Signed petitions would be due with local clerks by Oct. 9 and with the state elections division by Oct. 23. The timeframe points to a 2026 ballot question, since signed petitions would be needed by Sept. 6 to qualify a question for the 2024 ballot. Even if the signatures were filed early, local clerks, who are readying for the Sept. 3 primary elections, are not required to complete certification until mid-October.
Supporters of the bill say it builds on the state’s effective gun safety laws and marks a response to the U.S. Supreme Court’s Bruen decision, which House Speaker Ron Mariano said “undermined our laws and threatened the safety of our residents.” Senate Majority Leader Cynthia Creem said the law was based on input from law enforcement, gun owners, community advocates and health care workers.

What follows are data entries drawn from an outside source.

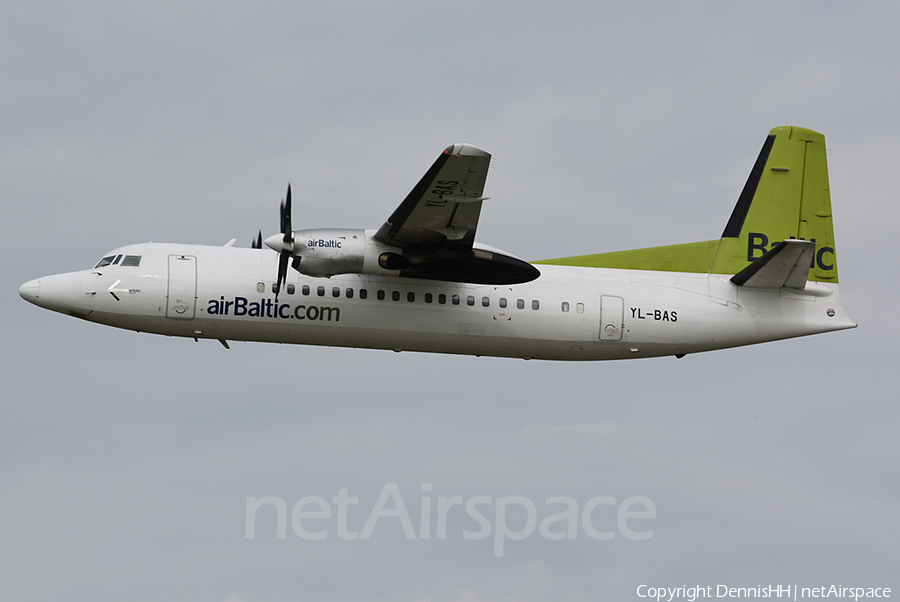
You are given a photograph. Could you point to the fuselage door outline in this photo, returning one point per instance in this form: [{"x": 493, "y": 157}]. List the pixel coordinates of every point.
[{"x": 181, "y": 298}]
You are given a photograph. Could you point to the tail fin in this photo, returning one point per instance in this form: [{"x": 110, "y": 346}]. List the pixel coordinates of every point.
[{"x": 786, "y": 197}]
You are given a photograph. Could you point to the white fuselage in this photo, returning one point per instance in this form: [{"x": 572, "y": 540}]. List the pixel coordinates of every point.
[{"x": 568, "y": 313}]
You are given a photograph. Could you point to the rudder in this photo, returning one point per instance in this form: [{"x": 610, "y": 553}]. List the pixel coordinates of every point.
[{"x": 786, "y": 196}]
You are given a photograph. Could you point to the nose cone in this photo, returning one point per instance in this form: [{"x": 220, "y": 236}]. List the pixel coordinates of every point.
[
  {"x": 29, "y": 290},
  {"x": 60, "y": 292}
]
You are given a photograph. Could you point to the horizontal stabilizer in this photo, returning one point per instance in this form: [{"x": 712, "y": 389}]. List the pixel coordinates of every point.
[{"x": 787, "y": 264}]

Days after Healey signed the bill, the Gun Owners’ Action League on Aug. 1 filed a federal lawsuit challenging the new law’s licensing regimes for firearm identification cards and licenses to carry. More lawsuits are expected.

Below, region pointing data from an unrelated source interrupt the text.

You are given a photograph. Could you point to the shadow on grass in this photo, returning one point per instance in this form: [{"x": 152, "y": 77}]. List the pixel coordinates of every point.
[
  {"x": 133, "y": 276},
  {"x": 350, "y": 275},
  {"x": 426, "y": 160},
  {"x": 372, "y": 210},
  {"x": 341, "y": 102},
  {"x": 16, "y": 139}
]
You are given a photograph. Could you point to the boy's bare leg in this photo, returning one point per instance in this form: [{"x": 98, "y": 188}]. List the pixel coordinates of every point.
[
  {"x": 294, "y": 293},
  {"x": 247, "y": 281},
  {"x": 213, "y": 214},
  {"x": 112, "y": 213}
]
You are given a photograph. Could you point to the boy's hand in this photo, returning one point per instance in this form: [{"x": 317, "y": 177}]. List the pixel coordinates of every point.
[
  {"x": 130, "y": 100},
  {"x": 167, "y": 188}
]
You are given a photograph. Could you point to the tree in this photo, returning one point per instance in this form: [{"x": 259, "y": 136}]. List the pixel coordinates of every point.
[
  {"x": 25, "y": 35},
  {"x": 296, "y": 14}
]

“This law is so massive that no court will take it on all at once,” GOAL says on its website. “The law will have to be broken down in chunks by specific subject matter. This will result in several different cases being filed. GOAL has been working for months with several organizations to share the workload.”
The legislation targets ghost guns by requiring the Department of Criminal Justice Information Services to develop and maintain a real-time electronic firearms registration system and requiring that all firearms manufactured or assembled in Massachusetts be registered. It also requires all firearms to be serialized and registered, and prohibits unlicensed individuals from using 3-D printers to manufacture guns. The law also criminalizes the creation, sale or transfer of untraceable firearms, calling for sentences of 12 to 18 months.
According to Healey’s office, the new law also updates the state’s assault weapons ban by expanding the definition of assault weapons to include “known assault weapons and other weapons that function like them with respect to certain features.” It also prohibits possession, transfer, or sale of “assault-style” firearms or large-capacity feeding devices, Healey’s office says.
The new law also prohibits the issuance of a license to carry a machine gun, except for firearms instructors and bona fide collectors, and criminalizes the possession of parts that are intended to make weapons more lethal by adding them to the machine gun statute, Healey’s office said, including automatic parts, bump stocks, rapid-fire trigger activators and trigger modifiers.
Before it was signed by Gov. Healey, the measure passed the House 124-22 and the Senate 35-5, with both votes taken on July 18.
In the 2022 election, Massachusetts voters preserved another state law that was enacted in May of that year and subsequently targeted with a repeal campaign. The law made undocumented immigrants eligible to receive driver’s licenses in Massachusetts.